Although recent flooding has expedited plans for construction of flood channels in the northwest, it is still unclear exactly when residents will see the work completed.

On Wednesday, city officials announced that their new top priority is connecting the Kyle Canyon Detention Basin to existing underground floodwater pipelines that would deposit the water in Lake Mead rather than onto Las Vegas residential streets. Repairs to flood-damaged Grand Teton Drive won’t be made until the channel construction is completed.

Two flood channels are required. One will run along Grand Teton Drive from Hualapai Way to Tee Pee Lane, and a second 1.8-mile channel will run along Grand Teton Drive from Durango Drive to Rainbow Boulevard.

The Kyle Canyon Detention Basin collects rainwater from the Spring Mountains, and more recently, debris from the Carpenter 1 Fire, and slowly lets the mixture flow into an underground pipeline. Since there is no connecting point currently, that mixture surfaces near Grand Teton Drive and Hualapai Way, causing the severe flooding seen in the area the last two weekends, which will cost the city about $350,000 in cleanup costs.

City officials said construction will begin in November on the channel east of U.S. Highway 95. According to city spokeswoman Diana Paul, design for the project west of the highway, which wasn’t planned to begin for at least five years, will begin immediately and is expected to begin in about eight months. It could be finished by early 2015, according to the city.

The Regional Flood Control District disagrees with the city’s timeline, however. Flood control district spokeswoman Erin Neff called city’s plans “very optimistic.”

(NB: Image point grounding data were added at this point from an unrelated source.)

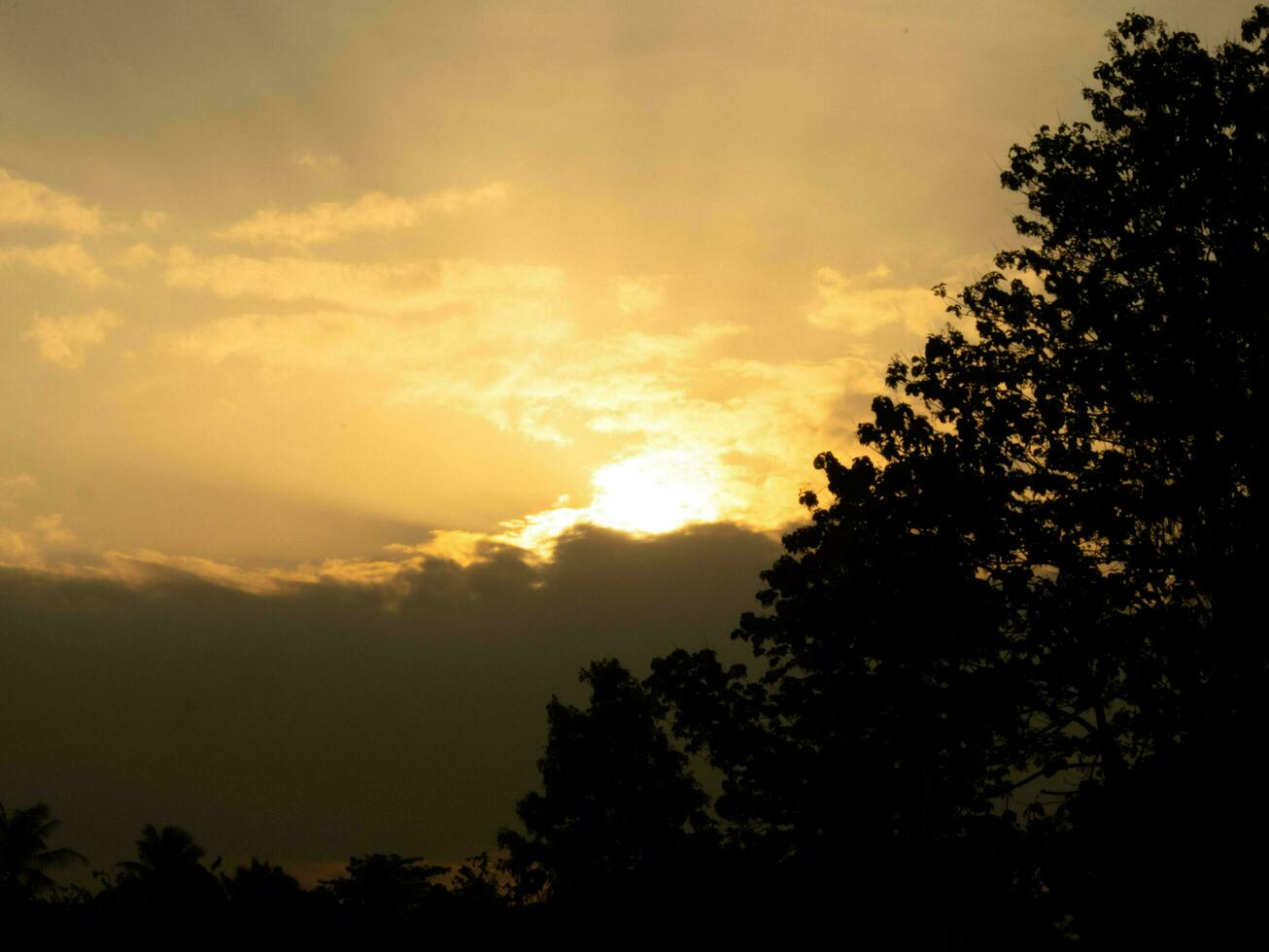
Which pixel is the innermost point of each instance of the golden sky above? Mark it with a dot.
(306, 292)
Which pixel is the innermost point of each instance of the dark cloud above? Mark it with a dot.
(334, 719)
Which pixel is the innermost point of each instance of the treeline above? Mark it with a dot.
(1009, 682)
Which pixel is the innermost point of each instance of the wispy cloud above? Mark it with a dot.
(639, 293)
(66, 259)
(390, 287)
(863, 303)
(372, 212)
(65, 340)
(702, 437)
(24, 202)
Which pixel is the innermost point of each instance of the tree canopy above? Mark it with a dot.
(1044, 579)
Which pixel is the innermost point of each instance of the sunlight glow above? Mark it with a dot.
(655, 492)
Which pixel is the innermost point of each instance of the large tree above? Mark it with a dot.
(1045, 579)
(618, 815)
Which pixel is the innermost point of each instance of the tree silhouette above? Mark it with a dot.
(169, 871)
(25, 857)
(1038, 589)
(618, 814)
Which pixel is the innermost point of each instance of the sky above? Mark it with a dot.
(368, 368)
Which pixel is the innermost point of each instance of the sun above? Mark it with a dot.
(658, 491)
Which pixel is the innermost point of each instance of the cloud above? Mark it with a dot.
(373, 212)
(641, 293)
(316, 162)
(65, 340)
(13, 488)
(66, 259)
(136, 256)
(154, 221)
(855, 303)
(390, 287)
(24, 202)
(394, 717)
(700, 437)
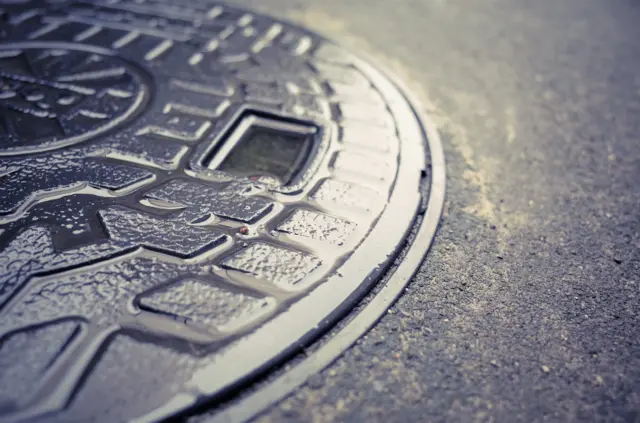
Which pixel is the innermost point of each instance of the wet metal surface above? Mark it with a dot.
(190, 193)
(526, 309)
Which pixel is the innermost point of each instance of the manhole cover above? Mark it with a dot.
(189, 192)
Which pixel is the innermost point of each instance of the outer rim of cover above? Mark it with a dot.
(282, 386)
(252, 405)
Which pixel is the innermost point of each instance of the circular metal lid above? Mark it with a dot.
(190, 192)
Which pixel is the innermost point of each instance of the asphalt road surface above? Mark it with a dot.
(526, 308)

According to spokeswoman Kelsey Hand, the flood control district’s engineers are confident that the construction will not begin on the channel east of U.S. 95 until January 2014, and will take no less than 455 days to complete assuming they run into absolutely no delays. That puts the estimated completion date somewhere in the middle of 2015.

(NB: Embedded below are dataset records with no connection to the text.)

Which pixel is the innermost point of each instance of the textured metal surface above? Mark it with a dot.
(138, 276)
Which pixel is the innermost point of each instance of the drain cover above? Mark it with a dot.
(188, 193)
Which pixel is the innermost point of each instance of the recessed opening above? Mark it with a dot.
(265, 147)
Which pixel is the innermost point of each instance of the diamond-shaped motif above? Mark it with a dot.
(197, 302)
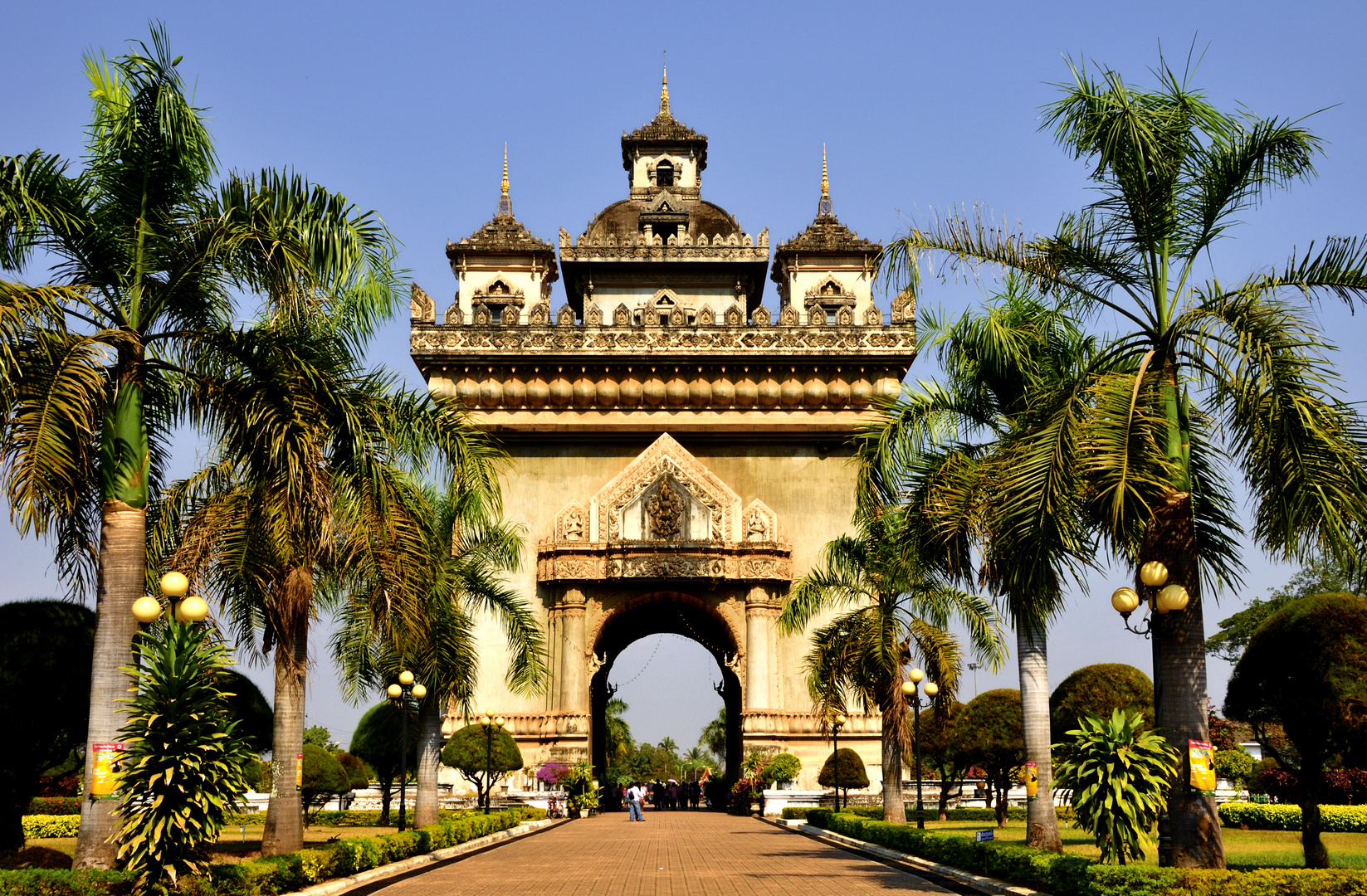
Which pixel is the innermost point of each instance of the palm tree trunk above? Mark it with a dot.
(120, 581)
(429, 761)
(1193, 826)
(285, 813)
(1033, 655)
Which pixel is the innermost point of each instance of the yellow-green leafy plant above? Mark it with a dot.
(1120, 775)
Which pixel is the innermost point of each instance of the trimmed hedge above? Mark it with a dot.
(54, 806)
(51, 825)
(55, 883)
(1077, 876)
(279, 873)
(1013, 813)
(1286, 817)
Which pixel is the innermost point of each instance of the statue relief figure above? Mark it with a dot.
(756, 528)
(666, 514)
(574, 526)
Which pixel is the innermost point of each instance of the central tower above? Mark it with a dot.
(680, 450)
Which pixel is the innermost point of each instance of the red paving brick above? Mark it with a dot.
(669, 854)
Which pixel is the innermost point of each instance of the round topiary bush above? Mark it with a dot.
(1098, 690)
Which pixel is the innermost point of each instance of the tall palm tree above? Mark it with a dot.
(949, 451)
(894, 610)
(460, 574)
(1203, 374)
(90, 361)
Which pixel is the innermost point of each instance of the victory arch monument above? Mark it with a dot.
(680, 448)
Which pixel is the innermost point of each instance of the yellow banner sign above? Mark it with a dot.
(1203, 767)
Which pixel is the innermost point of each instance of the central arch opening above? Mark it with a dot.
(654, 615)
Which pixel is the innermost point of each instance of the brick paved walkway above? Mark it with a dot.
(671, 854)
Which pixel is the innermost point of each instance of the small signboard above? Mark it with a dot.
(104, 769)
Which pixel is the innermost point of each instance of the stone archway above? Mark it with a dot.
(666, 612)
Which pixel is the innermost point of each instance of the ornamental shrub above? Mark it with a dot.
(1119, 775)
(1096, 690)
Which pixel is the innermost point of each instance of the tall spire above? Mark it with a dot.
(505, 202)
(823, 208)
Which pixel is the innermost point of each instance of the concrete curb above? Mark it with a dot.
(968, 879)
(403, 866)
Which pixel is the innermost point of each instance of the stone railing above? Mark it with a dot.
(788, 724)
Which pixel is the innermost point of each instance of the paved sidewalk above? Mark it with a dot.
(671, 854)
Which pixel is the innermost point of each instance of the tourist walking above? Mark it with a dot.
(635, 794)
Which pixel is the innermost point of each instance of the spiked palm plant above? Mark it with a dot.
(891, 606)
(1203, 374)
(949, 451)
(458, 575)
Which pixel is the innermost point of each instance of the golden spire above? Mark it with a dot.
(823, 208)
(505, 202)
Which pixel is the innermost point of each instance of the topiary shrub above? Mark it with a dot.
(1096, 690)
(852, 772)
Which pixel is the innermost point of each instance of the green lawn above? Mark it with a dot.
(1243, 849)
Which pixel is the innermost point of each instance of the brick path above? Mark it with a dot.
(671, 854)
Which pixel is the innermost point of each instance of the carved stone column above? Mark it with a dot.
(573, 687)
(760, 615)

The $7 million construction project west of U.S. 95, according to the district, likely wouldn’t be finished until at least the end of 2015.

“We’d love to just snap our fingers and be done, but we can’t,” Hand said.

While their timelines on the final completion dates for the two projects may differ, both the flood control district and the city agree that the projects are high priority and will eventually help quell flooding problems in the northwest.

“We’ll always see water in the street. That’s normal,” Hand said. “We will not see the flooding like we do now, though.”

The flooding has done more than just tear up local streets in Las Vegas and the Spring Mountains. According to Spring Mountain National Recreation Area spokeswoman Skye Sieber, the entrance to Fletcher View Campground in Kyle Canyon was heavily damaged, prompting officials to close the campground indefinitely.